How it works under the hood

Before choosing a token, the model converts its raw scores (logits) into probabilities using a function called softmax. Temperature is a number that divides those logits before the softmax runs. Dividing by a small number (low temperature) sharpens the distribution — the gap between the top choice and the rest grows, so the model almost always picks the favourite. Dividing by a larger number (high temperature) flattens the distribution — the probabilities move closer together, so weaker candidates get picked more often. At temperature 0 the model effectively always takes the single highest-probability token (deterministic); at 2.0 the distribution is so flat that output can become incoherent.

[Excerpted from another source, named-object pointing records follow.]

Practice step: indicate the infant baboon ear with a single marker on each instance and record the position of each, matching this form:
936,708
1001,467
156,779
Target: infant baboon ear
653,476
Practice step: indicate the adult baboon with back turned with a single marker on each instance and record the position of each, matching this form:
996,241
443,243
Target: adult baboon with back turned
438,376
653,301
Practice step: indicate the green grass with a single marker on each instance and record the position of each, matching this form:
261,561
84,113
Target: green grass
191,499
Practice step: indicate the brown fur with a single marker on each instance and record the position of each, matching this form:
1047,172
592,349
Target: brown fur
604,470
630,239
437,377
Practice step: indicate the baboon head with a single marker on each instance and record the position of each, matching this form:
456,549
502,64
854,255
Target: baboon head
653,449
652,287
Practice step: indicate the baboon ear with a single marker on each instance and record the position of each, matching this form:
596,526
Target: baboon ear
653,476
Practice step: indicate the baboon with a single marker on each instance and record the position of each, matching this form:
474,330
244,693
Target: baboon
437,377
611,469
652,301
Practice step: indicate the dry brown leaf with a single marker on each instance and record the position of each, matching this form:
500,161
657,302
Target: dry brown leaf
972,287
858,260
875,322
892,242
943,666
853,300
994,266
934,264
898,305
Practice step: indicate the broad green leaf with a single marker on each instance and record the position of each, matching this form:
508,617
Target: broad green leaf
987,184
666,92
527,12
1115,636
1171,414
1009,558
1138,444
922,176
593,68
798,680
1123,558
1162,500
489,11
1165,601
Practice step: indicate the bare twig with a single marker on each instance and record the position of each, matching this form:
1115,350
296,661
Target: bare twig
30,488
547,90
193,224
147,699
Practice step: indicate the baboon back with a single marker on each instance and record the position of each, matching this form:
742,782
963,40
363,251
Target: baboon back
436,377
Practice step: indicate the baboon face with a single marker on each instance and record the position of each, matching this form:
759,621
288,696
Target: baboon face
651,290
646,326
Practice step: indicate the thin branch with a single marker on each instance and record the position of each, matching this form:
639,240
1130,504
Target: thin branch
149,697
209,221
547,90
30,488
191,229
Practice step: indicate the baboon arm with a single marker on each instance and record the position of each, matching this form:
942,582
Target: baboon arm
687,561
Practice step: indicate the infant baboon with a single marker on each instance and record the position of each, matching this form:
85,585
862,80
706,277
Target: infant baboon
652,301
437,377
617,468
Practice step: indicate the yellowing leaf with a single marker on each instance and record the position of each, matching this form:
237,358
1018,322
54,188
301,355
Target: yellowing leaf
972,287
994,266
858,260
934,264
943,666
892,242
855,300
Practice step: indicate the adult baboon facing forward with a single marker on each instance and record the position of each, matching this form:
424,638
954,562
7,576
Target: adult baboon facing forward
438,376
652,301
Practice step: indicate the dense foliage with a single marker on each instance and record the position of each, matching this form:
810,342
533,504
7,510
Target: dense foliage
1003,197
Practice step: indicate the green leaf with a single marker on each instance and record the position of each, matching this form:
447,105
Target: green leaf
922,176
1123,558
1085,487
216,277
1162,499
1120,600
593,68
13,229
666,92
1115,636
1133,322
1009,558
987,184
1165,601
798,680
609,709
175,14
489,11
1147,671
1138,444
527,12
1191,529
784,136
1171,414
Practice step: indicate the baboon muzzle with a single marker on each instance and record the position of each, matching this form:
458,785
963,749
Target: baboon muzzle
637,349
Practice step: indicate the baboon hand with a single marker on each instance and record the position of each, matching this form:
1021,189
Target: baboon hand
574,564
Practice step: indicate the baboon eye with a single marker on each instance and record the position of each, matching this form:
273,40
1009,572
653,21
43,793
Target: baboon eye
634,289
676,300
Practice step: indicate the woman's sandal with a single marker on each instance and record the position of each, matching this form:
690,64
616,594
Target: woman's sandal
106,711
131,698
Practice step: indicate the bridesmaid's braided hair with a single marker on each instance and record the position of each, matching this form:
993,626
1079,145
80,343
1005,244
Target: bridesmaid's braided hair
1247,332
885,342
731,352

Choosing a value for the task

There is no single correct temperature — it depends on what you want. For accuracy and repeatability — code generation, data extraction, factual answers, structured output — stay low (0.0 to about 0.3) so the model commits to its best, most reliable choice. For everyday assistant work, a default around 0.7 balances coherence with a bit of variety. For creative tasks — brainstorming, fiction, marketing copy, generating diverse options — go higher (0.8 to ~1.2) to get fresh, less repetitive results. Above roughly 1.3 the output grows unpredictable and often unusable for serious work.

Practical tips

Adjust temperature before touching other sampling knobs, and change one knob at a time so you can tell what caused a difference. Remember that high temperature trades reliability for variety: it is a feature for creativity but a bug for tasks that demand correctness, where a high setting raises the chance of plausible-sounding mistakes. If you need both diverse and sensible output, a moderate temperature (around 0.7–0.9) usually beats a very high one. And if you are debugging odd behaviour, set temperature near 0 first to get a stable baseline, then reintroduce randomness deliberately once the prompt itself is solid.